MySQL and MariaDB: COLLATE on table vs COLLATE on all columns

collationmariadbMySQLperformance

Will the following table behave or perform any differently

CREATE TABLE t1 (
  foo char(60) COLLATE utf8_bin,
  bar char(64) COLLATE utf8_bin,
  baz char(80) COLLATE utf8_bin
) DEFAULT CHARSET=utf8;

than this table

CREATE TABLE t2 (
  foo char(60),
  bar char(64),
  baz char(80)
) DEFAULT CHARSET=utf8 COLLATE=utf8_bin;

I ask this because when I run SHOW CREATE TABLE mysql.db it shows up with the marker on every column (as in t1), and on the table (as in t2). I don't ever add DEFAULT COLLATE when I create tables. I'm wondering why the system tables have this option set.

Best Answer

  1. In their current form: the behavior and performance of t1 and t2 should be identical,

    and:

  2. IF a string column is added that does not specify either CHARSET or COLLATE clauses: the behavior and performance will be different. This is due to:

    1. new columns in t2 will be CHARSET=utf8 and COLLATE=utf8_bin (because they were specified as defaults for the table), but

    2. new columns in t1 will be CHARSET=utf8 (because that was specified as default for the table), but will also be COLLATE=utf8_general_ci (because this should be the default for the utf8 character set)

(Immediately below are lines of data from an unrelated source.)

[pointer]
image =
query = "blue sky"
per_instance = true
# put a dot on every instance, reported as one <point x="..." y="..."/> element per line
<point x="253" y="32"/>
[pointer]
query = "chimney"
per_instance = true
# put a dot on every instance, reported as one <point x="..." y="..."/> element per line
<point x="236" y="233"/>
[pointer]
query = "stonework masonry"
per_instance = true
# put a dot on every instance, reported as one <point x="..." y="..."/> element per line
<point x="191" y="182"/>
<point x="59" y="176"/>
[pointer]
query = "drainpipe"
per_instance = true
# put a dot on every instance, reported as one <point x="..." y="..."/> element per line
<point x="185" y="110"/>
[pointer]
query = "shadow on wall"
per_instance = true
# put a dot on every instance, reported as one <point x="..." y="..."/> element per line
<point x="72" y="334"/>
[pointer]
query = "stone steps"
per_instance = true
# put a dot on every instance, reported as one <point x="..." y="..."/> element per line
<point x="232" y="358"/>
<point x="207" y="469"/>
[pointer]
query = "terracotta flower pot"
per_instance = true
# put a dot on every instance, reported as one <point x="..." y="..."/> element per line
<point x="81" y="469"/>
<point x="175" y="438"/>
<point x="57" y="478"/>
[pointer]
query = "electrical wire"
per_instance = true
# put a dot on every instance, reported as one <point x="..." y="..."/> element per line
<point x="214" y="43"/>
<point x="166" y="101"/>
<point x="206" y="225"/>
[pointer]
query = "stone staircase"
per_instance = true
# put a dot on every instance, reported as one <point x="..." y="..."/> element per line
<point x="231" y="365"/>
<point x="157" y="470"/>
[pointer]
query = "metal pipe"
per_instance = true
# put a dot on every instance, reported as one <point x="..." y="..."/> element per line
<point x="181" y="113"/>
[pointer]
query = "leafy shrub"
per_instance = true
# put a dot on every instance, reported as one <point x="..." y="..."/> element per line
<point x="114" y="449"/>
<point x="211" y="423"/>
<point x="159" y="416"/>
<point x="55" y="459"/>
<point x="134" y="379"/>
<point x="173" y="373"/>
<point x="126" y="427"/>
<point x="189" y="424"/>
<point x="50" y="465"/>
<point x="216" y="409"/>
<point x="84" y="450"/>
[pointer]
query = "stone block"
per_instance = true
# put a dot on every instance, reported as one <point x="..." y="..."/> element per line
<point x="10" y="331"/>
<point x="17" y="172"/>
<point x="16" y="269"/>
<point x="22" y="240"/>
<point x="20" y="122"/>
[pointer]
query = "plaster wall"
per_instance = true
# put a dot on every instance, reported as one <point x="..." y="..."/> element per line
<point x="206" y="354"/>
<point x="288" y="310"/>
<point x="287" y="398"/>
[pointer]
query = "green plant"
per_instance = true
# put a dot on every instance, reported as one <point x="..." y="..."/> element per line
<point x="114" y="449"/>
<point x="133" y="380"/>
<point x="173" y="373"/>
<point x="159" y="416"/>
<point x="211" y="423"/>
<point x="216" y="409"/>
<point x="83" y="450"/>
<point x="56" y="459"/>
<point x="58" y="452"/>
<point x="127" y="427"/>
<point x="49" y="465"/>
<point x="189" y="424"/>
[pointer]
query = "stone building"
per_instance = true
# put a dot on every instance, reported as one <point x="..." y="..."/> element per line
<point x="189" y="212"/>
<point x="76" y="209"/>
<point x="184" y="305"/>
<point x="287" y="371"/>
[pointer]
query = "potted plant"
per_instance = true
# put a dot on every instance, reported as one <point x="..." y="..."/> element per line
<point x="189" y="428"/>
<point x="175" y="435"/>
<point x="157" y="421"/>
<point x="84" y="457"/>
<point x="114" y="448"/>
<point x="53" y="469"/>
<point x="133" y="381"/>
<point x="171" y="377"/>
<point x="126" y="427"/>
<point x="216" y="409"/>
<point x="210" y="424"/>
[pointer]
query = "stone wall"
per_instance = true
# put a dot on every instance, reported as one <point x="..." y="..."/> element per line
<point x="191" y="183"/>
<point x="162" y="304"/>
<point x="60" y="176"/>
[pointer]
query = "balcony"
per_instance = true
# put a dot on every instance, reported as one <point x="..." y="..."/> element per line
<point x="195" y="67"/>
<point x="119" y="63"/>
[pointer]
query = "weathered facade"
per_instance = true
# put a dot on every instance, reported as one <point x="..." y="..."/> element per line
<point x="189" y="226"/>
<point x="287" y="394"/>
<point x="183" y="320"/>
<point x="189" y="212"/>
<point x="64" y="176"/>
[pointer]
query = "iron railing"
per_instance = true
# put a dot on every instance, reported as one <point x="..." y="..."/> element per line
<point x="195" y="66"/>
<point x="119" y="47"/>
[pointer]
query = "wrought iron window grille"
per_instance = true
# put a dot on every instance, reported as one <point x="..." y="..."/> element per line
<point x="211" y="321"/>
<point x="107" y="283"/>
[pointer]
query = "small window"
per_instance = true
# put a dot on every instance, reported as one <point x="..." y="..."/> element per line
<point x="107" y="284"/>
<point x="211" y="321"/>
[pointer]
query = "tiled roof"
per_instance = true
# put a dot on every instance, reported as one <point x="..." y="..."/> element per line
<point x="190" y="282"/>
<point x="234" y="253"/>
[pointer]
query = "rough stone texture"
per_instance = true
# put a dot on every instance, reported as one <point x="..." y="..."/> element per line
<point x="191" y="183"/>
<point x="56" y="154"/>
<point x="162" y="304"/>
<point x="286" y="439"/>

Now, I created the two tables as you have them in the question, and that resulted in the following:

SHOW CREATE TABLE t1;

CREATE TABLE `t1` (
  `foo` char(60) CHARACTER SET utf8 COLLATE utf8_bin DEFAULT NULL,
  `bar` char(64) CHARACTER SET utf8 COLLATE utf8_bin DEFAULT NULL,
  `baz` char(80) CHARACTER SET utf8 COLLATE utf8_bin DEFAULT NULL
) ENGINE=InnoDB DEFAULT CHARSET=utf8

and:

SHOW CREATE TABLE t2;

CREATE TABLE `t2` (
  `foo` char(60) COLLATE utf8_bin DEFAULT NULL,
  `bar` char(64) COLLATE utf8_bin DEFAULT NULL,
  `baz` char(80) COLLATE utf8_bin DEFAULT NULL
) ENGINE=InnoDB DEFAULT CHARSET=utf8 COLLATE=utf8_bin

I'm not sure why CHARACTER SET became explicitly stated in the stored version of the CREATE TABLE t1 statement, but I think I know why COLLATE did for CREATE TABLE t2: once you submit the statement, that's what it gets translated into as it's being processed. Why just the COLLATE statement and not also CHARACTER SET? That is most likely due to character sets working with 1 or more collations, so specifying the character set does not imply the collation. On the other hand, a collation works with only 1 character set, so specifying the collation does imply the character set. Yes, character sets have default collations, but defaults can change over time or between contexts. Yes, there are defaults explicitly declared for the table, but what if a) the table defaults aren't respected, and/or b) whatever is reading the DDL wants to know everything about a column as it parses the column, as opposed to needing to read the full table DDL first and potentially go back to apply defaults. Adding the COLLATE clauses makes the operation very clear and unambiguous.

Also, the documentation for CREATE TABLE Statement Retention states:

The original CREATE TABLE statement, including all specifications and table options are stored by MySQL when the table is created. The information is retained so that if you change storage engines, collations or other settings using an ALTER TABLE statement, the original table options specified are retained. This enables you to change between InnoDB and MyISAM table types even though the row formats supported by the two engines are different.

I tested this on db<>fiddle against MariaDB 10.2 and 10.3. and MySQL 5.6, 5.7, and 8.0, and the behavior was the same across all of them.